A notebook that does some basic webscraping using the `requests` library.

In [1]:
import requests  # To get the pages
from bs4 import BeautifulSoup # and to process them

Let's scrape some webpages for some politicians. As I write this, the obvious candidates (pun intended) are Donald Trump and 
Joe Biden. Feel free to adjust the URLs to candidates that you find interesting. We may use these in some other contexts, so having two candidates on different sides of some issue could be nice. 

In [2]:
sites = ["https://joebiden.com/",
         "https://www.donaldjtrump.com/"]

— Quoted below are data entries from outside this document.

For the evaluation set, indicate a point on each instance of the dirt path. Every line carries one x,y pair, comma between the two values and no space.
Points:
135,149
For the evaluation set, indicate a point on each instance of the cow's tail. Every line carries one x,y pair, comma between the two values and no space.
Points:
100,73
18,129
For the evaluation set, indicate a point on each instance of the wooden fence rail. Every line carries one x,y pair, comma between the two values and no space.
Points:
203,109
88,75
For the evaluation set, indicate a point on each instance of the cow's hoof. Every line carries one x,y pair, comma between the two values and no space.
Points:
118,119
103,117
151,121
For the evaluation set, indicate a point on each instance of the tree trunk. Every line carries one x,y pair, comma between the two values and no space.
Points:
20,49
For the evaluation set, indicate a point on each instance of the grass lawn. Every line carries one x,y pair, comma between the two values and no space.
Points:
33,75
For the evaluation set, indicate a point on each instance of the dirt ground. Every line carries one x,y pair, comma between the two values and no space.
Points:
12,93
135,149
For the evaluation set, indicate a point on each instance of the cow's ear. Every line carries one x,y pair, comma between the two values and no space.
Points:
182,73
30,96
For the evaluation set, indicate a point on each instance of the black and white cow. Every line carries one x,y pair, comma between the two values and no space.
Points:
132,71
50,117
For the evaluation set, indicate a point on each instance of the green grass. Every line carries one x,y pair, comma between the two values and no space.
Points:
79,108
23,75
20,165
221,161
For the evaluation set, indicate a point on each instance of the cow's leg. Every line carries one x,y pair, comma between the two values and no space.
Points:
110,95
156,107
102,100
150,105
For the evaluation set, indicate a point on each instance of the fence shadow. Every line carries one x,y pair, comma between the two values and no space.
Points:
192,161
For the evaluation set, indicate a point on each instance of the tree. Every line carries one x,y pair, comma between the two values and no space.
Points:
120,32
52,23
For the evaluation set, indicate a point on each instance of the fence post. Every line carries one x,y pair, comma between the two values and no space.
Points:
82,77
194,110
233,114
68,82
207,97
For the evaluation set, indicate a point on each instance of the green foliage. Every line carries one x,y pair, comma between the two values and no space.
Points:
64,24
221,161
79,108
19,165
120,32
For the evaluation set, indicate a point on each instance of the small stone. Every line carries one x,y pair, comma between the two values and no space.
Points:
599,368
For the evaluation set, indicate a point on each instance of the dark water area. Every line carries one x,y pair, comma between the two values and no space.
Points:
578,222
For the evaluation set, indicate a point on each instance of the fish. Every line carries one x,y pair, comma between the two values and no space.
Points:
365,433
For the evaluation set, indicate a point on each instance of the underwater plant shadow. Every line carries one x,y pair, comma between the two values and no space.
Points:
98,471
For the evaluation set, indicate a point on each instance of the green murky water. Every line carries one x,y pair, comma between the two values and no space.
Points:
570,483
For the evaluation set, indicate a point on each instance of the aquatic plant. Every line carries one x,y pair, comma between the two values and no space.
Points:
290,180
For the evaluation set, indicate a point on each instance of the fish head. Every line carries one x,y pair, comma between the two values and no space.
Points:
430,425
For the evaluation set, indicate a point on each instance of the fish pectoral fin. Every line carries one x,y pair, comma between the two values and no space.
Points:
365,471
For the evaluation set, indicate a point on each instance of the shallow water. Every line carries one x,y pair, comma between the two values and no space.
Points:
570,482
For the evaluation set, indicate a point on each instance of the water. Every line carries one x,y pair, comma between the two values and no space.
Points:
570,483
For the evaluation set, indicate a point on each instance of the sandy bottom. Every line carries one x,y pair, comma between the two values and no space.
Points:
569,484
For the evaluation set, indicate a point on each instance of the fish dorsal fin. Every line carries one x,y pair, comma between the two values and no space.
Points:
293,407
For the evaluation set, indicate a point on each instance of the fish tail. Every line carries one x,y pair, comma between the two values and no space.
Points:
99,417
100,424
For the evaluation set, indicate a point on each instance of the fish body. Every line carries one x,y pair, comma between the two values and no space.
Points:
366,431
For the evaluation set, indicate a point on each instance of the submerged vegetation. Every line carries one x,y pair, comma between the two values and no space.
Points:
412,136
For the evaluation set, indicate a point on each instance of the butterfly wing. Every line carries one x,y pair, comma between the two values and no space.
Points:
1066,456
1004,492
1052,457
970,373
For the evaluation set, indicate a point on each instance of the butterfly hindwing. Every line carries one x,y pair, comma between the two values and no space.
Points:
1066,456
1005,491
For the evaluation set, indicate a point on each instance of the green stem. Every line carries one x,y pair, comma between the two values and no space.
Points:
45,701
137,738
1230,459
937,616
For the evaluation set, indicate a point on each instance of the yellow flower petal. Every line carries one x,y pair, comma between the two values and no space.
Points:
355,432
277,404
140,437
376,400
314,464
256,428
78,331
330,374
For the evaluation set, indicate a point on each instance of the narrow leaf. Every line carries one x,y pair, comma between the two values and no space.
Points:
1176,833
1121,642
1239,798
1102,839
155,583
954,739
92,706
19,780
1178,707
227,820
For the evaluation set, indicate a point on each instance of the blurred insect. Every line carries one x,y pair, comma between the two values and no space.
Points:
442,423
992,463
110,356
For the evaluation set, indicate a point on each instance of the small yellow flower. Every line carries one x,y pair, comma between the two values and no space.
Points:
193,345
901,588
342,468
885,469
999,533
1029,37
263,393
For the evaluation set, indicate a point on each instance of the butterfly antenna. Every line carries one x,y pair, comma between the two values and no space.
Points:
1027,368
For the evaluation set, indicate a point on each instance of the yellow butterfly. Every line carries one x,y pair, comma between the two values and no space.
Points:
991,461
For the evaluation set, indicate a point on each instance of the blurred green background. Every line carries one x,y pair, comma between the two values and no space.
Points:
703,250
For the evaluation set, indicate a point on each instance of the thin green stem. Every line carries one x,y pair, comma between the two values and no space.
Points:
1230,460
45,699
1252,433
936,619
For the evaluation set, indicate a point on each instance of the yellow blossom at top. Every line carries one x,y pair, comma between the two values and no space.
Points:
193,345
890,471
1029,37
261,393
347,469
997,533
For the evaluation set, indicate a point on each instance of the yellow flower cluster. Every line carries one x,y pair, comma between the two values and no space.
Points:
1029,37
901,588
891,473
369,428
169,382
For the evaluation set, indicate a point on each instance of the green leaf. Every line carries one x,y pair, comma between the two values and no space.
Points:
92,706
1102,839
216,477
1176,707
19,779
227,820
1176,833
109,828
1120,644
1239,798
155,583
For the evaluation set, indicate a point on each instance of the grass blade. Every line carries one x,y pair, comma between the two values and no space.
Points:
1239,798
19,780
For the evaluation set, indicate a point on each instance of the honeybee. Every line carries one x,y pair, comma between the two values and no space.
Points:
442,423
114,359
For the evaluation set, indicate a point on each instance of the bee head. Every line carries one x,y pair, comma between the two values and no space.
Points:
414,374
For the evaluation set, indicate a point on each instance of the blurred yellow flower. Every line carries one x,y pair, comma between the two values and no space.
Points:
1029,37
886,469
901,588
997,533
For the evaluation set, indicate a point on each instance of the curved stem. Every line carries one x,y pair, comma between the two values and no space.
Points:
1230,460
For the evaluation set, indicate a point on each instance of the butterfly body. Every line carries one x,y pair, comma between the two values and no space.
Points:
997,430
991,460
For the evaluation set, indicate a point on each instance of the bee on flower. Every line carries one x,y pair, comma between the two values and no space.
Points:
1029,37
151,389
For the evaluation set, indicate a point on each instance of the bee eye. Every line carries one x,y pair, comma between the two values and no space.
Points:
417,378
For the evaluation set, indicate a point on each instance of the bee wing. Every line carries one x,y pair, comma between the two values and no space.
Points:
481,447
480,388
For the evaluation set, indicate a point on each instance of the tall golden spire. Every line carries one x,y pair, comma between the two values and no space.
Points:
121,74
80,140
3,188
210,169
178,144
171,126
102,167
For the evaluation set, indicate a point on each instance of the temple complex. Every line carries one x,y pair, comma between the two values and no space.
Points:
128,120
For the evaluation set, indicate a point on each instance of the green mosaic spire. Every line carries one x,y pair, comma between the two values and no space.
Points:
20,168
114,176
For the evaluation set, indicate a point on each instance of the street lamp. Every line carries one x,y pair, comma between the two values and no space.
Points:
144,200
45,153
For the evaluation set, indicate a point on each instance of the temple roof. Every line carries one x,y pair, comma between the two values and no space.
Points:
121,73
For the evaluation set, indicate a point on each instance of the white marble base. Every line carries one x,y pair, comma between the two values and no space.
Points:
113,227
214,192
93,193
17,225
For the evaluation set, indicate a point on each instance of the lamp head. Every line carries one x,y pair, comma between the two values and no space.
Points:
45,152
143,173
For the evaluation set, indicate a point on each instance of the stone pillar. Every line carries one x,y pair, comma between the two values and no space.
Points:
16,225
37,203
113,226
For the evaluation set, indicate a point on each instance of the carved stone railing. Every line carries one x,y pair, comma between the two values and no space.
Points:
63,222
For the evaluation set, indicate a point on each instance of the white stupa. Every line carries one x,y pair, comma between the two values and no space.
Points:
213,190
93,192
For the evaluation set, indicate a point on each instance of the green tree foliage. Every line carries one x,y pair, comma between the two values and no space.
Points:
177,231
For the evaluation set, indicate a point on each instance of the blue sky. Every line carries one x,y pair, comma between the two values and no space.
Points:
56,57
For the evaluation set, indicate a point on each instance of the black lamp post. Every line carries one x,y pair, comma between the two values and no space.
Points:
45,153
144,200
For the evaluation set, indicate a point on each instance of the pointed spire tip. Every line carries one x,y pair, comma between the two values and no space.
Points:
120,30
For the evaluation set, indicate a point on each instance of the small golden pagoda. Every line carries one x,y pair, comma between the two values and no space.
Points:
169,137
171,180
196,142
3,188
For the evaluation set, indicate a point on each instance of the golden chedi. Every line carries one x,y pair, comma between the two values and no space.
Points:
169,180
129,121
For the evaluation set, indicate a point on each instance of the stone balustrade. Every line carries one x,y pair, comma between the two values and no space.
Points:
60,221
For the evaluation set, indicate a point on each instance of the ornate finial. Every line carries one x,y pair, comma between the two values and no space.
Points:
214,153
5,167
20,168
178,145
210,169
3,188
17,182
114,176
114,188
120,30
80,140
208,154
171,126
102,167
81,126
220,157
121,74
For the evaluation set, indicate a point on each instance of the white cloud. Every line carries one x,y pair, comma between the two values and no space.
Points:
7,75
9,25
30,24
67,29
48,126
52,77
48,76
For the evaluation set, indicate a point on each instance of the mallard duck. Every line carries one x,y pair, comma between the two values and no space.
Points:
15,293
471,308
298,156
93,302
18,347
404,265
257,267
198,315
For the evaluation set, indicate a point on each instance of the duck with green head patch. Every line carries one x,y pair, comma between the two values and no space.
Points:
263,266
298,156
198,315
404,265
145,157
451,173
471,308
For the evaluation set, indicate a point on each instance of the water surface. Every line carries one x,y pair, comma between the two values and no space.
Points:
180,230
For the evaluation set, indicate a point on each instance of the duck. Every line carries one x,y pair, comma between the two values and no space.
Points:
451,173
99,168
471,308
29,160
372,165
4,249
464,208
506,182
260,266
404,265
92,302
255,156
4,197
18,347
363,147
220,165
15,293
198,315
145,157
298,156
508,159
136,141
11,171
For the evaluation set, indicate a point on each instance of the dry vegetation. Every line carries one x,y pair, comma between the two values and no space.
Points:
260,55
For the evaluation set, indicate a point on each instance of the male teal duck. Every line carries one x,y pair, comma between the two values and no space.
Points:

Let's take a look at the site in the first spot of our list. 

In [5]:
print(sites[0])
r = requests.get(sites[0])
r.status_code

https://joebiden.com/


200

In [4]:
r.status_code

200

After you pull a page, it's a good idea to see what the status code is. Here's a [link](https://developer.mozilla.org/en-US/docs/Web/HTTP/Status) to what the numbers mean. 

Now let's look at the text that's on the page. Warning, this is going to be a mess.

In [6]:
r.text

'<!DOCTYPE HTML>\n<html lang="en">\n<head>\n<title>Home | Donald J. Trump</title>\n<meta property="og:title" content="Save America" />\n<meta name="twitter:title" content="Save America">\n<meta name="description" content="Over the past four years, Donald J. Trump\'s administration delivered for Americans of all backgrounds like never before. Save America is about building on those accomplishments!">\n<meta property="og:description" content="Over the past four years, Donald J. Trump\'s administration delivered for Americans of all backgrounds like never before. Save America is about building on those accomplishments!" />\n<meta name="twitter:description" content="Over the past four years, Donald J. Trump\'s administration delivered for Americans of all backgrounds like never before. Save America is about building on those accomplishments!">\n<meta property="og:image" content="https://cdn.donaldjtrump.com/djtweb/general/seo-image.jpg" />\n<meta name="twitter:image" content="https://cdn.d

I was right, that page was a mess, so let's try Beautiful Soup:

In [7]:
soup = BeautifulSoup(r.text, 'html.parser')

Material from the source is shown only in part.